September 27, 2019

With Impeachment Churning, Modernization Panel Urges Civility

As impeachment and partisan politics rage on Capitol Hill, one congressional panel spent Thursday morning brainstorming ways to promote civility and collaboration among lawmakers.

The Select Committee on the Modernization of Congress almost seemed like it inhabited an alternate Congress from the one where, at the same time, Speaker Nancy Pelosi outlined plans for an impeachment inquiry of President Donald Trump and the House Intelligence Committee probed a whistleblower complaint central to that effort.

Despite the apparent disconnect, the Modernization panel — a one-year, bipartisan project aimed at updating Congress and making it function better — may prove necessary amid increasing turmoil on Capitol Hill, committee members and witnesses said.

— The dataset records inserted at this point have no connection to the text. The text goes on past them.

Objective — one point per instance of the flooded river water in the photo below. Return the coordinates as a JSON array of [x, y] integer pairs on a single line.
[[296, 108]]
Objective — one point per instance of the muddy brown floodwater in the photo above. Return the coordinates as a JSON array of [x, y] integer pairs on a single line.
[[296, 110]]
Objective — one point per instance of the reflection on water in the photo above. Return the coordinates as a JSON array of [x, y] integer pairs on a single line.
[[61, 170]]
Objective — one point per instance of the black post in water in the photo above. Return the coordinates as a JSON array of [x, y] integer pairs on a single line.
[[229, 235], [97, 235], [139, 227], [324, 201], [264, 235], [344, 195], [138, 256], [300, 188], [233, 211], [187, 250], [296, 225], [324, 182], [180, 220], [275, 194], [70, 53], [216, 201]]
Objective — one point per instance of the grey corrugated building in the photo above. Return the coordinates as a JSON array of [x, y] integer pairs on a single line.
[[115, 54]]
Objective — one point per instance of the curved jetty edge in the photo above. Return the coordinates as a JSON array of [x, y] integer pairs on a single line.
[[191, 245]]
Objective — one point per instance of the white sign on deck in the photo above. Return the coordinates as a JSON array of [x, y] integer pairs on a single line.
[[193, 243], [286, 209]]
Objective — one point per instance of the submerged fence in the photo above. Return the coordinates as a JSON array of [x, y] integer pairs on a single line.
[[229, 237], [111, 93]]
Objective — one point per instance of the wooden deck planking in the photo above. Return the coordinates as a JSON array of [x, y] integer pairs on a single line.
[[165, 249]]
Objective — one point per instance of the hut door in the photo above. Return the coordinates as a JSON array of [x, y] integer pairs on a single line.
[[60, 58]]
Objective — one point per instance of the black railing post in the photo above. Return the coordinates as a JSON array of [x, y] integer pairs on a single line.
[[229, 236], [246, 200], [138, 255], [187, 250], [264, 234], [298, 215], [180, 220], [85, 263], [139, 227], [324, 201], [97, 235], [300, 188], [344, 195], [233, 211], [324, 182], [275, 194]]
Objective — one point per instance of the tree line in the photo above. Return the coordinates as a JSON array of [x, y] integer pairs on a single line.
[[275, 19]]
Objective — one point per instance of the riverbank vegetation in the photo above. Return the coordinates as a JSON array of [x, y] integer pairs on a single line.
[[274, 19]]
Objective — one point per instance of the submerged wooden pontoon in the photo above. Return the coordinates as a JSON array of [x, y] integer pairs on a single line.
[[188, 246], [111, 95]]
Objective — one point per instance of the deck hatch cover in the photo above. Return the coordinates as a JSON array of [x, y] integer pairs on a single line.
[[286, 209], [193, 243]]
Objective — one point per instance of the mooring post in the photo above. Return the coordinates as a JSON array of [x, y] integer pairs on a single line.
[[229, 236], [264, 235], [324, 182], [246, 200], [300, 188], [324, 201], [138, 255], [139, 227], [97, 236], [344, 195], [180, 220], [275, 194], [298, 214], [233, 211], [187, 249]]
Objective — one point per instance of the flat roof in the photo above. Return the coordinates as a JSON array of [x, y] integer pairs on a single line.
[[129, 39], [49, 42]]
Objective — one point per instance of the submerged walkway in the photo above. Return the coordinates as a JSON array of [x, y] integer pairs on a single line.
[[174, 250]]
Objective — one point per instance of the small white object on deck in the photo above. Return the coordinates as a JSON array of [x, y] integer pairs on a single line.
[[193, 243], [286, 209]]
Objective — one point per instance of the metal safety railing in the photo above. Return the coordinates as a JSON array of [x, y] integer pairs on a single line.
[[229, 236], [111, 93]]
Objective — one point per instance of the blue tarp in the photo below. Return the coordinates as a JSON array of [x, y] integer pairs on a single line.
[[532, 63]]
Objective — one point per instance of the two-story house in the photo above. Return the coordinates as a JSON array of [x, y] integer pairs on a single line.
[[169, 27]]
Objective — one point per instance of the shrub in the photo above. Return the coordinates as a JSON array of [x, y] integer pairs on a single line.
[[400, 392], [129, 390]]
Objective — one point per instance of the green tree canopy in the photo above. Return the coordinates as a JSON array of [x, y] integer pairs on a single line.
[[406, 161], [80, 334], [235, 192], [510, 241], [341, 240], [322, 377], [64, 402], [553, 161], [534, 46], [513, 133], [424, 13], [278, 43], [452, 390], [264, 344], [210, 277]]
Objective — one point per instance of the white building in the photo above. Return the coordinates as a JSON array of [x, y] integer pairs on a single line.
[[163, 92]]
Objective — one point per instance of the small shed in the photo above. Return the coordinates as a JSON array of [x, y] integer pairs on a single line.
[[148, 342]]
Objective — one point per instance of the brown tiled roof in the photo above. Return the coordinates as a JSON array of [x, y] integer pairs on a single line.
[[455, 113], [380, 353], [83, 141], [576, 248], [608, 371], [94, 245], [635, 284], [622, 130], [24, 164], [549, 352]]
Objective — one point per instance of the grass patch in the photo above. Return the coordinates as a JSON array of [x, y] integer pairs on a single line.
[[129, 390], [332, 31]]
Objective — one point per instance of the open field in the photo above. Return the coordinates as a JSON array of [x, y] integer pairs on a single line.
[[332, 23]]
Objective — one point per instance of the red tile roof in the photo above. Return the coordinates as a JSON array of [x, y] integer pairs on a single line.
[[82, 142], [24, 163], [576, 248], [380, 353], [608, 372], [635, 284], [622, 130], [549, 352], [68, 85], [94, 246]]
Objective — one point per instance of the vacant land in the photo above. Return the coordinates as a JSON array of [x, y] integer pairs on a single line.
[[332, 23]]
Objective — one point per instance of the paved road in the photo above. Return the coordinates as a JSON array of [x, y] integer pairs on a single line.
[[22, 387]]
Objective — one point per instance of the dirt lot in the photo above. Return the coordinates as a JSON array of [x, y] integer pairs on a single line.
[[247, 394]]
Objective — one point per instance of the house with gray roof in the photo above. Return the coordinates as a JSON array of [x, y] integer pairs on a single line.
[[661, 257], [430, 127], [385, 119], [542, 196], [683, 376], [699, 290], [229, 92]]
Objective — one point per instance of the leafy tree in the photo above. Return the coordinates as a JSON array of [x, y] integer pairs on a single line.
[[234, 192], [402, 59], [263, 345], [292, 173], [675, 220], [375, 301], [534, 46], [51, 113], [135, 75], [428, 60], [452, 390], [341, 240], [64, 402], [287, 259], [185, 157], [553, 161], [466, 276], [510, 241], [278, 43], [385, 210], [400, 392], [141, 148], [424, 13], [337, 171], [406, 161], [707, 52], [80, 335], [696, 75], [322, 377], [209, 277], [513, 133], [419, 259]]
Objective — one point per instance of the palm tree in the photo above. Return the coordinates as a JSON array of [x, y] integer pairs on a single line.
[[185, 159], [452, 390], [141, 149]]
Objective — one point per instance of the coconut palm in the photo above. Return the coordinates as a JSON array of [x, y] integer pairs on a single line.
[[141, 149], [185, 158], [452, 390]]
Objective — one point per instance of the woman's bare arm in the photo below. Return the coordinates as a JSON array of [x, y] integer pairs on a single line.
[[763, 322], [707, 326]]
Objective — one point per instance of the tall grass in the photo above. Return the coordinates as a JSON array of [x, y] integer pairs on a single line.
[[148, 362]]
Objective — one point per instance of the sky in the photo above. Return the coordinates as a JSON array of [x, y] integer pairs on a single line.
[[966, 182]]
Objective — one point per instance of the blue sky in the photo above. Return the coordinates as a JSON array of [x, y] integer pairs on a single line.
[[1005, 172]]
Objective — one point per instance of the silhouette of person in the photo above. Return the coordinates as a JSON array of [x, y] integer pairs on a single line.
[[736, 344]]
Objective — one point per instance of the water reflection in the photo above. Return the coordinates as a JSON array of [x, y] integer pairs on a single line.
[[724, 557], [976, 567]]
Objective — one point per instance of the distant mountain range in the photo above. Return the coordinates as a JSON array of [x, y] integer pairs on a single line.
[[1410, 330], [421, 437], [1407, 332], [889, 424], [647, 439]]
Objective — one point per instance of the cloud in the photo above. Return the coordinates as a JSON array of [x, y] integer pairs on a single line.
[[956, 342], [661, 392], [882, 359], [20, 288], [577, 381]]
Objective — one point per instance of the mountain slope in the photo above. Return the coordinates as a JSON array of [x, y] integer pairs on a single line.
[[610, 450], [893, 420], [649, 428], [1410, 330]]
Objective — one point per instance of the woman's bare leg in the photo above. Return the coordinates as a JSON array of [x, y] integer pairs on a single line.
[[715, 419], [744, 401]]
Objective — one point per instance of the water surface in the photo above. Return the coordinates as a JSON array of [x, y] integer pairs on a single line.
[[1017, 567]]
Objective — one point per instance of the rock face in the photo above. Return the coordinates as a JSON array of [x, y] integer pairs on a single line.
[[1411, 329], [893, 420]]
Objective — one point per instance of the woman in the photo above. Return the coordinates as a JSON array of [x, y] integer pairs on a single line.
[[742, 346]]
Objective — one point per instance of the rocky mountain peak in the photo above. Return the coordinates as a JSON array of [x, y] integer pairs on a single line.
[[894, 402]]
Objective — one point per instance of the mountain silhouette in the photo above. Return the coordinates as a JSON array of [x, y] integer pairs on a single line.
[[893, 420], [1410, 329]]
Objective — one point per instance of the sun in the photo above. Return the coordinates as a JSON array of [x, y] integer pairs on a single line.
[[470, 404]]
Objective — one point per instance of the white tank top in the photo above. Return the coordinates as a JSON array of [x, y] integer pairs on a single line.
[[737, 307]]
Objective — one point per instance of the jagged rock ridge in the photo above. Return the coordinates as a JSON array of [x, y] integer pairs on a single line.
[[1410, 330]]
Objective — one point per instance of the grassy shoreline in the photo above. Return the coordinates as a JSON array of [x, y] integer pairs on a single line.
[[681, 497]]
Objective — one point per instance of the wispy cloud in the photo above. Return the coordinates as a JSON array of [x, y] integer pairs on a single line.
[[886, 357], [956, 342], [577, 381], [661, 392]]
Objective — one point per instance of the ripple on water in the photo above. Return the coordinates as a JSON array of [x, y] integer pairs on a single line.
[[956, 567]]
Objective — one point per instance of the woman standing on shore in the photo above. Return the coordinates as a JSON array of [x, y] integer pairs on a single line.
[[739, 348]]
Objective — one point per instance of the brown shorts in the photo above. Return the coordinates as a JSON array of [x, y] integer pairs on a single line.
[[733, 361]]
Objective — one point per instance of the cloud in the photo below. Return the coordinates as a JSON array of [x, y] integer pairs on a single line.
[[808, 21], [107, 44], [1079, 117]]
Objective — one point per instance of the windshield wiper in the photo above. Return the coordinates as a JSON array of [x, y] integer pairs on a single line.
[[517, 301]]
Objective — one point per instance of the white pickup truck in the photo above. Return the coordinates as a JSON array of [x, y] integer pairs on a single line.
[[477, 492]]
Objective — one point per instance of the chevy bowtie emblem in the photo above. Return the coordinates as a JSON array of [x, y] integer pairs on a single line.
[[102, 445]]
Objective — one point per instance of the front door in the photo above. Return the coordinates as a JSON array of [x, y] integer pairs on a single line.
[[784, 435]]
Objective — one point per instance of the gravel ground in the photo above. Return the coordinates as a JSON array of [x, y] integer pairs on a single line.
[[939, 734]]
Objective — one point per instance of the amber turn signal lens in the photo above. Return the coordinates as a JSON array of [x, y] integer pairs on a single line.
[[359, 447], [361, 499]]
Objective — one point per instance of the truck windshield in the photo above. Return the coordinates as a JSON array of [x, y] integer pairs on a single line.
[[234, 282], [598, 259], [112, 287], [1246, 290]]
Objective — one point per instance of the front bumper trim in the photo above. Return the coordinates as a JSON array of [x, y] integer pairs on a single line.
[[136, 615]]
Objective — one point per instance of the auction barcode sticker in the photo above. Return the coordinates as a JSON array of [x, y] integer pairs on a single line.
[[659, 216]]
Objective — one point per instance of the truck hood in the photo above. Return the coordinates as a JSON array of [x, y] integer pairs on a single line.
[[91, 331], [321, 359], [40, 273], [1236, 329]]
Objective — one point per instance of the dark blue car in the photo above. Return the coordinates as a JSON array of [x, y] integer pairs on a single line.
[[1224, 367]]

“Fight the idea that this is a quaint committee,” Jason Grumet, president of the Bipartisan Policy Center, told the panel. “Congress is under siege, in rooms all around here. The ability of Congress to handle these traumas and not break depends on this committee. So you should be talking about this committee in the context of surviving an impeachment.”

Former Rep. Ray LaHood, an Illinois Republican who served as Transportation secretary during the Obama administration, cautioned against impeachment. LaHood served in the House during the impeachment of President Bill Clinton in 1998.

“Impeachment is probably the most controversial, volatile thing,” he said. “It’s going to turn this place upside down. I would avoid it like the plague. … This place will never be the same.”

[House modernization leaders seek consensus despite hurdles]

LaHood also urged the panel to plan a bipartisan retreat, and he suggested that Pelosi and House Minority Leader Kevin McCarthy should convene small weekly bipartisan dinners. Fundraisers should halt on those evenings, he added.

It's unclear whether such ideas may make it to fruition. The Modernization panel does not have the authority to move legislation, but House leaders have tasked it with making recommendations.

One member of the committee, South Carolina Republican William R. Timmons IV, made a public pitch for leaders to extend the panel beyond this year, something he said was under consideration.

“Civility is the pathway to solving our big problems,” Timmons said.

Other proposals to bring more civility and collaboration to Capitol Hill included restoring earmarks, or member-directed spending, to help give lawmakers more bargaining power in their negotiations with one another.

“A hearing about civility might feel like we’re going against the grain a little bit this week, but the Select Committee has already set a new standard for collaboration on Capitol Hill,” the panel’s chairman, Washington Democrat Derek Kilmer, and vice chairman, Georgia Republican Tom Graves, said in a joint statement. “The topic of civility always finds its way into our discussions, and the witnesses today presented concrete solutions for Congress to adopt and for us to echo as we work to improve the legislative branch.”

LaHood, a senior adviser at the law and lobbying firm DLA Piper, said a bipartisan retreat could lead to legislative accomplishments on infrastructure, immigration and spending bills. “People are clamoring for this,” he said.

[Congressional compensation: Isn’t there a select committee for that?]

Jennifer Nicoll Victor, a professor of policy and government at George Mason University, said the nation’s rising income inequality and the current campaign finance system have helped to drive polarization.

Victor also said that in eliminating earmarks, “we’ve eliminated one of the key things that members of Congress can bargain over.”

“Congress is a victim of a cancerous phenomenon,” she added, recommending that lawmakers organize more bipartisan working groups and trainings for staff.

She also suggested that committees change their seating charts. Currently, members of each party sit together on one side of a hearing room. The Modernization panel is an exception: its members regularly sit interspersed as they did Thursday.